August - is all about holding things loosely

August is here, the weather is warm, and the sky is bright.

This summer I have loosened my grip on

how things should be,

what needs to be accomplished,

how things are going to go. 

It has meant , an enjoyable summer.

 

People ask

“how’s your summer been so far?”

I reply,

“It’s actually going really nicely.”

 

I’m surprised.

I don’t expect it to feel nice?

I don’t think it has before.

I’m not sure why.

 

Expectations?

Older children?

Older me?

 

 

Somewhere along the way I’ve let go of a lot.
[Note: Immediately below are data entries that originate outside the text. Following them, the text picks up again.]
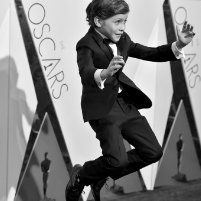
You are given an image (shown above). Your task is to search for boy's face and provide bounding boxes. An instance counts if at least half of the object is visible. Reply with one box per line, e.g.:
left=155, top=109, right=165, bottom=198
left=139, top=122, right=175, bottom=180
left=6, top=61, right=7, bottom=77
left=98, top=13, right=128, bottom=42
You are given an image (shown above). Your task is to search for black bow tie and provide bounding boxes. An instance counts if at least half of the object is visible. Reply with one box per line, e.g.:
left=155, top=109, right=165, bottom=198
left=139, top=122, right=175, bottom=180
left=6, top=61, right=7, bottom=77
left=103, top=38, right=114, bottom=45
I’m not in my studio making

– that seems a lot at the moment.

I’m not taking the kids on adventures or outings

– that seems a lot at the moment.

 

But I am doing little things.

Little things that help me stay on track and that feels good.

 

Grilled cheese sandwiches are my staple.

I’ve made some nice fruit pies and cakes – that go well with ice-cream.

We have some kid plays, swim practice and everyone seems happy with the chill time at home.

I’m still open water swimming – early in the morning.

I am eternally grateful for how grounding and enlivening that feels.

I’m reading.

Some rubbish, some interesting, some learning – it’s a nice balance.

I’m enjoying the peace I get in the day when it comes.

 

I’m not pushing myself to be more.

I sometimes feel guilt with this.

Mostly I find the comfort that loosening my grip has made me feel happier.

I remember now that I also told my husband this weekend that I feel terrified most of the time.

How can that be right?

 

Loosening my grip may be the only way forward for me.

I do feel calm and I do feel happy.

I do also feel an internal terror of how things are going.

 

Somehow this is true.

Somehow this is where I’m at right now.

Somehow, I loosen a little bit more.